Chief among those steps was realizing late in the year that revenue collection would fall short of the 20.8% of GDP collected in 2017 during Sargsyan’s administration, and in the last days of 2018, penalizing Zangezur Copper-Molybdenum Combine (ZCMC), the Kajaran mining giant, some 20 billion AMD, and then including that unpaid and still to be contested 20 billion AMD in the 2018 government revenue figure, in total and complete violation of the nation’s budgetary laws and regulations.
To make that clear, in spite of the treasonous tarnishing of the name of the Armed Forces with fabricated accusations, in spite of raiding the headquarters of Yerevan City before bestowing awards to Samvel Aleksanyan and lessening his tax burden, in spite of wasting national intelligence and security resources for cheap publicity stunts, in spite of raiding and harassing and driving away small and medium businesses for personal political gain, in spite of the massive financial burden to the state that the aforementioned brought, tax collection in 2018 was worse than 2017.
Once again, I find it necessary to repeat that tax collection per GDP in 2018 amounted to 20.6%, down from 20.8% in 2017 and 21.6% in 2013.

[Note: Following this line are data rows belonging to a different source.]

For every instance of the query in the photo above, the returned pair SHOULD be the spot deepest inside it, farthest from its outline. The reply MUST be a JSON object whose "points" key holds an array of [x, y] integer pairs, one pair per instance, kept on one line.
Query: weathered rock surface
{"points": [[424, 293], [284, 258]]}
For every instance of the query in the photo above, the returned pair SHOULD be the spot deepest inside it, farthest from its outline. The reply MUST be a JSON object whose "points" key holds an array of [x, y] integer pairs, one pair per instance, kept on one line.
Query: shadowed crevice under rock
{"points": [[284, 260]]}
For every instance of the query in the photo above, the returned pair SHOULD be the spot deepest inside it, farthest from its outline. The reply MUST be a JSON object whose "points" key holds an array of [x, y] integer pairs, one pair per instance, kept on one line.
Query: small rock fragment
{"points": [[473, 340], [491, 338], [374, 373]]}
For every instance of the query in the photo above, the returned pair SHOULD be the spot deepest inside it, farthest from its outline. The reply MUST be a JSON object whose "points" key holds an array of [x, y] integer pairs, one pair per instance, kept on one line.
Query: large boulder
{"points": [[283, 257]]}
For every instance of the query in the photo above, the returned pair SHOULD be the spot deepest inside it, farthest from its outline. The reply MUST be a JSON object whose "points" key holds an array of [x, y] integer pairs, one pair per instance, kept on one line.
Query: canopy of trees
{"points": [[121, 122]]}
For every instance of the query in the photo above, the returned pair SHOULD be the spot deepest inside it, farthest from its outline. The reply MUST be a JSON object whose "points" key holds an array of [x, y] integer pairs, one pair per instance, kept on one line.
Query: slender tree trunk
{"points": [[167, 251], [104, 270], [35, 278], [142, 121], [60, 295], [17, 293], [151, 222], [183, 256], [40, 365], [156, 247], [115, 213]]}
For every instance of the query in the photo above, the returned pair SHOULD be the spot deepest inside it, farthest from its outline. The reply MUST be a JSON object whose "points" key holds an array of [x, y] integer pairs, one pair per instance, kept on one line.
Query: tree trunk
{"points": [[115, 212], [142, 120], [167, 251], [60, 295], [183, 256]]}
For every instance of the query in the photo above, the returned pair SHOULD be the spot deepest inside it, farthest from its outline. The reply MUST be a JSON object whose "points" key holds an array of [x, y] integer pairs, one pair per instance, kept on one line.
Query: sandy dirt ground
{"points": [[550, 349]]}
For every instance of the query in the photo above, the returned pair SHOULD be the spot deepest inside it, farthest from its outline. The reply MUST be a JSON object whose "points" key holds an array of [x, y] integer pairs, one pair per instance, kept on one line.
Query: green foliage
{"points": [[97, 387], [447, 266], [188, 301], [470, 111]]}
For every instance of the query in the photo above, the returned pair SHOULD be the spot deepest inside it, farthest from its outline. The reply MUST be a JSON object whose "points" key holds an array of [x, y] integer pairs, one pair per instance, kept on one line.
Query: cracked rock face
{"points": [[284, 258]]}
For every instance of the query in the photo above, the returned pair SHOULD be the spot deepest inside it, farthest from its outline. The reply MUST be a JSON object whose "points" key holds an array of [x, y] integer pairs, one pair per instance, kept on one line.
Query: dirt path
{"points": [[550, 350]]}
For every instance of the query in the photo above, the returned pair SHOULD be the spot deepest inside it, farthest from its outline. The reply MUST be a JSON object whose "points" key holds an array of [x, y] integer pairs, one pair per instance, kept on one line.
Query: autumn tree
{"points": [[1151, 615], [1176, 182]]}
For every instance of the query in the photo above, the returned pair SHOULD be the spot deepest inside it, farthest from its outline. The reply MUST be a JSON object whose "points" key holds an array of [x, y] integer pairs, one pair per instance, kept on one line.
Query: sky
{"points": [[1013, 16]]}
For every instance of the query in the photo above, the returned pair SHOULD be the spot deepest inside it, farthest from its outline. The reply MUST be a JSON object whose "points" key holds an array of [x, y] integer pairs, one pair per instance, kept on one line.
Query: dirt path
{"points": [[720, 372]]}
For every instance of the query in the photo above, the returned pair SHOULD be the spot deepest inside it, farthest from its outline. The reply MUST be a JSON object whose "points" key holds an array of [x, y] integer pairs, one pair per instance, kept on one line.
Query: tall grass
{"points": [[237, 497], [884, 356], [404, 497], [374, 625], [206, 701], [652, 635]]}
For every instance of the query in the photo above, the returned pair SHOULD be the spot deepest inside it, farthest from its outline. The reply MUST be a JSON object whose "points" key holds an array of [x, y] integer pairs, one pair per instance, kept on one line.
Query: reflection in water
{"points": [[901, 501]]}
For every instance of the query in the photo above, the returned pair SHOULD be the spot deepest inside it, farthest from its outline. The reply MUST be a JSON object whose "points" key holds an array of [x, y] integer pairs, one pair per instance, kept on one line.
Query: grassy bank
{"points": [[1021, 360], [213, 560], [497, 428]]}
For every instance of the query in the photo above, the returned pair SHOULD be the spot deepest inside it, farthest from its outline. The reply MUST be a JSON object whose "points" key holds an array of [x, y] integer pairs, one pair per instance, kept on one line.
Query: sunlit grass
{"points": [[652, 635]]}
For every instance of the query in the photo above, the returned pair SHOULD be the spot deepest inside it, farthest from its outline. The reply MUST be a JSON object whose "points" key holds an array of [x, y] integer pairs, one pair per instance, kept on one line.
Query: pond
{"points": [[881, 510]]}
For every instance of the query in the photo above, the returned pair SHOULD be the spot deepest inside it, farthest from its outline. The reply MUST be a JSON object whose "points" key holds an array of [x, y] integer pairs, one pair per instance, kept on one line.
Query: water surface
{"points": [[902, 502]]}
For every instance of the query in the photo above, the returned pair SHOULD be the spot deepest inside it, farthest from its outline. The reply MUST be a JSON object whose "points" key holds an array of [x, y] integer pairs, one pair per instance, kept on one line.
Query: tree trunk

Armed with that additional bit of knowledge, and now being introduced to this administration’s well established willingness to manipulate and distort data and laws for political gain – a topic that I will expand upon in a future article – I will leave it to the reader to assess the credibility of Pashinyan’s latest claim that tax revenue has somehow increased by 25% in the first six months of 2019, something that would require Armenia making an astonishing and inconceivable leap into the top ten countries in the world in terms of revenue per GDP.